Tumor segmentation from MRI data is a particularly challenging and time consuming task. Tumors have a large diversity in
shape and appearance with intensities overlapping the normal brain tissues. In addition, an expanding tumor can also deflect
and deform nearby tissue. Our work addresses these last two difficult problems. We use the available MRI modalities (T1,
T1c, T2) and their texture characteristics to construct a multi-dimensional feature set. Further, we extract clusters which
provide a compact representation of the essential information in these features. The main idea in this paper is to incorporate
these clustered features into the 3D variational segmentation framework.
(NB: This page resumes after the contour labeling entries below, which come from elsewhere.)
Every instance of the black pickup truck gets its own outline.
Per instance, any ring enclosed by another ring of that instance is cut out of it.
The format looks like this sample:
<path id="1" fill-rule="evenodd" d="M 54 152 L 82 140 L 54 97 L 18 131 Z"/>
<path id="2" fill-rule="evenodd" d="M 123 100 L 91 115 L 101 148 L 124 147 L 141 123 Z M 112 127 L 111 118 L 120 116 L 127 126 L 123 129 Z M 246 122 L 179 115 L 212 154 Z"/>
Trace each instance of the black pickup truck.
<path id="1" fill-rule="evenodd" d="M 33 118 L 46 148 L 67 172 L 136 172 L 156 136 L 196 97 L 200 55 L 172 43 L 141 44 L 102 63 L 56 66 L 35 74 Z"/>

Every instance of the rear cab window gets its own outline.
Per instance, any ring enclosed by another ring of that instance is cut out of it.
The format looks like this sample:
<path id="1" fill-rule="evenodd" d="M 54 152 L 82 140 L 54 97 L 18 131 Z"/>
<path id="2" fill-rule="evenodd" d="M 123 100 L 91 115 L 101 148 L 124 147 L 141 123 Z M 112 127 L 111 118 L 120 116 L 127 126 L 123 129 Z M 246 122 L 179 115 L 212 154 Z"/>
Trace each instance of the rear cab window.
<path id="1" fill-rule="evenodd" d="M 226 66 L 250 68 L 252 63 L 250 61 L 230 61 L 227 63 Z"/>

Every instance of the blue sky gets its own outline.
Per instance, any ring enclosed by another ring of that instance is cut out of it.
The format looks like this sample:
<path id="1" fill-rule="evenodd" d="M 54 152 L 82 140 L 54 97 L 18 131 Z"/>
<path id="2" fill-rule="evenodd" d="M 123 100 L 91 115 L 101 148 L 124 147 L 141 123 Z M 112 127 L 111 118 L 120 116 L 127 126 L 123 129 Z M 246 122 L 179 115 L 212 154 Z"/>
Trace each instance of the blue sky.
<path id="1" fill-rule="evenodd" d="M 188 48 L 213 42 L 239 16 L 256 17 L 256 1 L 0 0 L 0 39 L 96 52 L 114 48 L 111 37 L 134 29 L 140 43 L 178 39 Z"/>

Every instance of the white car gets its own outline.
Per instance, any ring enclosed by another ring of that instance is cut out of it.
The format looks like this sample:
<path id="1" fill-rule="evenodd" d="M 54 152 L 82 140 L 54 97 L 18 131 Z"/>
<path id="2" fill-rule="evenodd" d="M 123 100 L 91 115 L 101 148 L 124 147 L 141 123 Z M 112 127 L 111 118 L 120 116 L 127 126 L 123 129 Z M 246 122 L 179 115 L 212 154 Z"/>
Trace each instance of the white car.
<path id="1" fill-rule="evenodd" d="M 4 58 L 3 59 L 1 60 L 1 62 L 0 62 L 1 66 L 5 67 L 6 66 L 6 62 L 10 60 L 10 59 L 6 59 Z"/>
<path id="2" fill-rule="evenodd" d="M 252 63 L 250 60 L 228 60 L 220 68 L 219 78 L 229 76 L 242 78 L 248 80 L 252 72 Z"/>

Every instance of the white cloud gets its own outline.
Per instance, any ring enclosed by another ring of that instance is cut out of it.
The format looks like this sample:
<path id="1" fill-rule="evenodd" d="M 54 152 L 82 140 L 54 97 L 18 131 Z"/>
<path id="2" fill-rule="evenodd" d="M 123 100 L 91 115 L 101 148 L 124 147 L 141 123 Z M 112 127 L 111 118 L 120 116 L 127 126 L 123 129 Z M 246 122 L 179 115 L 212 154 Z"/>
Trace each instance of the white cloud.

In contrast to the previous variational approaches,
we propose a segmentation method that evolves the contour in a supervised fashion. The segmentation boundary is driven
by the learned inside and outside region voxel probabilities in the cluster space. We incorporate prior knowledge about
the normal brain tissue appearance, during the estimation of these region statistics. In particular, we use a Dirichlet prior
that discourages the clusters in the ventricles to be in the tumor and hence better disambiguate the tumor from brain tissue.
We show the performance of our method on real MRI scans. The experimental dataset includes MRI scans, from patients
with difficult instances, with tumors that are inhomogeneous in appearance, small in size and in proximity to the major
structures in the brain. Our method shows good results on these test cases.